Muscular Tone at Rest: Relationship with Cutaneous Pleasurable Experience, an Interpretation According to the Dimensional Approach to Cerebral Dominance

Abstract
This study examined some aspects of the relationship between muscular tone at rest and a particular kind of pleasurable tactile stimulation (tickle) in the light of the dimensional approach to cerebral dominance. Electromyographic scores, latencies, and tickle durations for six muscles and corresponding skin areas were taken both on the right and left sides of the body from 40 female students in psychology. There was an inverse relationship between muscular tone at rest and sensitivity to tickle stimulation, which is lower (long latency and brief duration of perception) when the levels of muscular tone increase. So we hypothesize that the muscular system (especially because the correlations of tone and latency are positive) plays a role through the afferents of inhibition of tactile pleasurable experience. This role is more evident for the left side of the body. The dimensional approach to cerebral dominance on the basis of myographic score identified three groups of subjects (right, left, and non-dominant).

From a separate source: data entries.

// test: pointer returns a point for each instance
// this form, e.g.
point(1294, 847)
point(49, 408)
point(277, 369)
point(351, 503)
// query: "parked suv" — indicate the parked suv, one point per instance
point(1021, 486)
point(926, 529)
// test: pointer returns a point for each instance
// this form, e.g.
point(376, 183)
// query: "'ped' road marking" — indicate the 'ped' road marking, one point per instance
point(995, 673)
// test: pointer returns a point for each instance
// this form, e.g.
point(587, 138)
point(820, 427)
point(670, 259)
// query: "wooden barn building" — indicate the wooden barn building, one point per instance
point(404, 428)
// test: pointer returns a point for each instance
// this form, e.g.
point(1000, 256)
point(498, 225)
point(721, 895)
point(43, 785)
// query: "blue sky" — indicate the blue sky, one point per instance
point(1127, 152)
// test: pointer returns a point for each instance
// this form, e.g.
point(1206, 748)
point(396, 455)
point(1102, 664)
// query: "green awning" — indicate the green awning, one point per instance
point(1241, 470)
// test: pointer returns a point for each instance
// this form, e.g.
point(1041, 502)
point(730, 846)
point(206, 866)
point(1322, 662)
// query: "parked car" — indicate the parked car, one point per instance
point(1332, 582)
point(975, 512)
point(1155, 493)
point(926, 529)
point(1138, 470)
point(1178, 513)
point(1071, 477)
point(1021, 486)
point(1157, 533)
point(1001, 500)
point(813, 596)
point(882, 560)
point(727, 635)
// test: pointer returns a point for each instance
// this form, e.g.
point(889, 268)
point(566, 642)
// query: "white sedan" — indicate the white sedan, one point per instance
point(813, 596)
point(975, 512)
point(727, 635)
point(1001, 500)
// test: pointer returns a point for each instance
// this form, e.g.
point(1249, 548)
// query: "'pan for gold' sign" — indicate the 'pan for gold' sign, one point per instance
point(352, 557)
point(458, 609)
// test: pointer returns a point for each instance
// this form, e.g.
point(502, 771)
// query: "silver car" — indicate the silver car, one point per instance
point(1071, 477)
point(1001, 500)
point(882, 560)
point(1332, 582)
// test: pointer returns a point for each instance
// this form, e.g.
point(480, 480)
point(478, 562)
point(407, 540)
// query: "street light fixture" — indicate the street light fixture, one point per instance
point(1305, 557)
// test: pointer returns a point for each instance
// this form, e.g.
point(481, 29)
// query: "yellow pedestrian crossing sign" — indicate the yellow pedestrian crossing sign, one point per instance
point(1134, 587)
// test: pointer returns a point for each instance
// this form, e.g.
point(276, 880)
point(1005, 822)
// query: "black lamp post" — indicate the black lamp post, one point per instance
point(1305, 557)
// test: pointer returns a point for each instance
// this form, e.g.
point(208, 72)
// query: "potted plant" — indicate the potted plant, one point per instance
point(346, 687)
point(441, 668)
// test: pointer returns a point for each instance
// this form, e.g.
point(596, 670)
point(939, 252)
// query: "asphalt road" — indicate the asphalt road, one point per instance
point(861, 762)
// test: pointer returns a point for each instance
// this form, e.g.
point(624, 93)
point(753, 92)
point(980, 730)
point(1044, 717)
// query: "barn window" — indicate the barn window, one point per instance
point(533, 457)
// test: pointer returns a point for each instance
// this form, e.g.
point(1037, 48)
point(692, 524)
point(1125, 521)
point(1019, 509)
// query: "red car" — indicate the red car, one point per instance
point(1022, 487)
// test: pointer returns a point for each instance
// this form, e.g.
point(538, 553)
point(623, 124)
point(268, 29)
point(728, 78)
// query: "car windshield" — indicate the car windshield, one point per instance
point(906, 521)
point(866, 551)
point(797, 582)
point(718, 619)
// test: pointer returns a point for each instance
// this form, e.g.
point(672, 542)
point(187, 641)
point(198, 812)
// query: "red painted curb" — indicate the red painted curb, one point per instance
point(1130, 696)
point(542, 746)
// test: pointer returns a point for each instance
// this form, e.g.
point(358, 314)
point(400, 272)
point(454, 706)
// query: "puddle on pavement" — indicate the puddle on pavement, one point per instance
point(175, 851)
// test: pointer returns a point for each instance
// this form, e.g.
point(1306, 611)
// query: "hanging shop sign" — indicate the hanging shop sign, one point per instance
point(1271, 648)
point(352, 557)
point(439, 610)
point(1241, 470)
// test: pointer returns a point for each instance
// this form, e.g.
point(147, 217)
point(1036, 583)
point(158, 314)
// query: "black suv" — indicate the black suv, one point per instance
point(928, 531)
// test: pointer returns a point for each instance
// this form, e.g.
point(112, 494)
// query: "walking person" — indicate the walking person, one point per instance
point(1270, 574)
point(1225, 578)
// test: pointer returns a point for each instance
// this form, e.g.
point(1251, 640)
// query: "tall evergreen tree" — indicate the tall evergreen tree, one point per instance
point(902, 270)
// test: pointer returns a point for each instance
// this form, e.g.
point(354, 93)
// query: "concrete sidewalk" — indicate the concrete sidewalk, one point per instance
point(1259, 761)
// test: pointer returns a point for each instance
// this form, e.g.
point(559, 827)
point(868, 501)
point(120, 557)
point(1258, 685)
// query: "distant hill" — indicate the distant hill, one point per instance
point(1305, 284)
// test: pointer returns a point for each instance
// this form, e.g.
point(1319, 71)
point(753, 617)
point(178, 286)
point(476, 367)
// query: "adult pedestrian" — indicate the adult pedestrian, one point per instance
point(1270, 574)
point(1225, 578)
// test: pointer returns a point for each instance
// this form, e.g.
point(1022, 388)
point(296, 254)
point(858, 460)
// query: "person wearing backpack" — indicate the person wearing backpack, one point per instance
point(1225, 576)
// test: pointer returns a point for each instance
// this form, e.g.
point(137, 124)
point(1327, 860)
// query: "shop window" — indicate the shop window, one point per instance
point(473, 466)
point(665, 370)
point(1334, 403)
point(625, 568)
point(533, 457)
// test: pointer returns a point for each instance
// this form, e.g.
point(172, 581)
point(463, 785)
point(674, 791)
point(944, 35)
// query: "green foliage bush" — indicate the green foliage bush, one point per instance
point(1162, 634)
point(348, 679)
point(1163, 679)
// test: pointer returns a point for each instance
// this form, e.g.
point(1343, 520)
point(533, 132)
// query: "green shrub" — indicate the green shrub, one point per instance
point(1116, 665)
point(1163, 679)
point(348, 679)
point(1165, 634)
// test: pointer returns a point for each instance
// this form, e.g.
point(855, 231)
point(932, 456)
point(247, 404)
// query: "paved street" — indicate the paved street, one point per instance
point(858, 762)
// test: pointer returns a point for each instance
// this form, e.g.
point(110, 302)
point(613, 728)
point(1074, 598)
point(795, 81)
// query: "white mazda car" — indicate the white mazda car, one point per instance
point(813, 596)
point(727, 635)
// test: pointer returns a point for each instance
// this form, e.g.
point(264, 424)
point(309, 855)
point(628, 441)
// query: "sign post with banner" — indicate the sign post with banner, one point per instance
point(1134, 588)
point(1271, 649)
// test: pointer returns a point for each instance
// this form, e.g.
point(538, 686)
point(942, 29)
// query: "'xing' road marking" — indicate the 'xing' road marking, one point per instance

The subjects classified as right-dominant on the basis of myographic score show a longer duration of tickle on the right half of the body than on the left and longer latency on the left. The left-dominant subjects do not show any difference between the two halves of the body in duration of tickle but show longer latency on the left side. The non-dominant subjects show also no difference between the two sides of the body for both tickle duration and latency.